支持層の膜厚は、特に制限されるものではないが、後の離型処理、酸素遮断層の塗布、感光性樹脂層の塗布、基板への積層などの工程におけるシワ、変形の観点から10μm以上が好ましい。より好ましくは15μm以上である。ラミネート時の感光性樹脂層の転写性の観点から100μm以下が好ましい。
【0013】
支持層は、積層しない面とは反対側の面(即ち、積層する面、以下同じ)の剥離力が、100〜4000mN/25mmである。剥離力は、日東電工製31Bテープをゴムローラーにて貼り合わせた際の剥離力を測定することで得られる。

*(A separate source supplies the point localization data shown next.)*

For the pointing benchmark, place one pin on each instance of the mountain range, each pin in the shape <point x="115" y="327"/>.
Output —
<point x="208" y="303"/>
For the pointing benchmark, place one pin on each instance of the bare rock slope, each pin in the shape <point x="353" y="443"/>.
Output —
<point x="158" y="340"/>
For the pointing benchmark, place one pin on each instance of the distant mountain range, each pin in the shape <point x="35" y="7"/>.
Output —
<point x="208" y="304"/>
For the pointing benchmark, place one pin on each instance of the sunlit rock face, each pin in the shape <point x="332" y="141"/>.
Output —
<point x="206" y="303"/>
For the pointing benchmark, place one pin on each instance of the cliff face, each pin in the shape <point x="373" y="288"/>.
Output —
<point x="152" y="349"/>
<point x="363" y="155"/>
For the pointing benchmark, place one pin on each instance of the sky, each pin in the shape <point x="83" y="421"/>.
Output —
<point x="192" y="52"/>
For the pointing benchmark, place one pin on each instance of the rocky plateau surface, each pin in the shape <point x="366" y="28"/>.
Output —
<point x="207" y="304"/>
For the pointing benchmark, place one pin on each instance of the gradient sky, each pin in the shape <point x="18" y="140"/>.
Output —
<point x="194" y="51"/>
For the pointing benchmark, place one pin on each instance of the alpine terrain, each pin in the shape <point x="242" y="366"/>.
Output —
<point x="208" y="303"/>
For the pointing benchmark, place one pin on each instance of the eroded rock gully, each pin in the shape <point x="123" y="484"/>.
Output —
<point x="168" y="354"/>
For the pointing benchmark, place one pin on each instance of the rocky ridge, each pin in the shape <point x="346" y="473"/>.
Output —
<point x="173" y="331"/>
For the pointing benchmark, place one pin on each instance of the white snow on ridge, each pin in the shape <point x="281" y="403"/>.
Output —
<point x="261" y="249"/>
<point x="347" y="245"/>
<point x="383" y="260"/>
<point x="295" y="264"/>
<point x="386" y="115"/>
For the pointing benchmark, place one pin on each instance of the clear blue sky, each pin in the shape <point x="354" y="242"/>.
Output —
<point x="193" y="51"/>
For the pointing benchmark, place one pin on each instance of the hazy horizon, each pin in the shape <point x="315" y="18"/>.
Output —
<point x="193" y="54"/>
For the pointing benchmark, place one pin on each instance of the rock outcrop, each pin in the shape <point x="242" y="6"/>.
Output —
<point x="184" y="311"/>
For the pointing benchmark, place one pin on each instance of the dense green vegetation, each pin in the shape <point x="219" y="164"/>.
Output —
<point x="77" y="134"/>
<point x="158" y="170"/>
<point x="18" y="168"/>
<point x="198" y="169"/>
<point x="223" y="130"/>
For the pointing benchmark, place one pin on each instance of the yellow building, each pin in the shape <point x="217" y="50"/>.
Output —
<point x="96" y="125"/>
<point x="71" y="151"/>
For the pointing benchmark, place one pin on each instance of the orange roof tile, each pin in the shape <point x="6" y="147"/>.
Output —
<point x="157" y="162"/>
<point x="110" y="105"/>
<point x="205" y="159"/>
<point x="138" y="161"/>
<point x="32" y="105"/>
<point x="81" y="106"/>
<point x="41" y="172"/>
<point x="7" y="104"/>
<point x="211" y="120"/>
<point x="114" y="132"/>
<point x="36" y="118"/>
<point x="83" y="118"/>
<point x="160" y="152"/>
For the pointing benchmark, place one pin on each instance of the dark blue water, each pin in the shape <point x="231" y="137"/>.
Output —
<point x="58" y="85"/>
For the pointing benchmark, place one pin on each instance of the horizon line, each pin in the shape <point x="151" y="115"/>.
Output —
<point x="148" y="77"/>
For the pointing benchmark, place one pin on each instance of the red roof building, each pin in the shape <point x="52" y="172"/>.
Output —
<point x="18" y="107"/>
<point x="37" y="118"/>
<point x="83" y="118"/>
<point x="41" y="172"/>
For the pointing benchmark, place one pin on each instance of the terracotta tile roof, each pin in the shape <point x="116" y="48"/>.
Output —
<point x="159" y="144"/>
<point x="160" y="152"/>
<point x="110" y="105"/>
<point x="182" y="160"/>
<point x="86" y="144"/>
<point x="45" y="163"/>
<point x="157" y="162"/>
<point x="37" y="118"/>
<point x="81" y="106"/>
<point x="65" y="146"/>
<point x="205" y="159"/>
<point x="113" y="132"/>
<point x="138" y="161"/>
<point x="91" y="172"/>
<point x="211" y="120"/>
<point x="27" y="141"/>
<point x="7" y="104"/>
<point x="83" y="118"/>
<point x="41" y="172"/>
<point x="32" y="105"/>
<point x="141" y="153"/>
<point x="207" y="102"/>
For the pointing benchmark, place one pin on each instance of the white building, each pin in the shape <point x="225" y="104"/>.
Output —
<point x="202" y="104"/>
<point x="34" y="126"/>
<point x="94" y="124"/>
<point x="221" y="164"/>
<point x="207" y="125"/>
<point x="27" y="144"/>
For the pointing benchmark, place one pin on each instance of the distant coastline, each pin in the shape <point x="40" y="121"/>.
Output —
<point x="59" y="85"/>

剥離力の測定条件は次の通りである。まず、日東電工製31Bテープを剥離力の測定面に、ゴムローラーを用いて5Kgf(49N)の荷重で、長さ方向に往復しないよう5回繰り返し圧着する。これを23℃、50%RHの環境下で24時間保存し、剥離速度0.1m/min、剥離角度90°で剥離試験する。測定装置は、オリエンテック社製テンシロンRTM−500(ロードセル定格1Kgf)を用いる。剥離試験距離は60mm、伸びに対して加重をプロットしたときの積分平均加重を剥離力とする。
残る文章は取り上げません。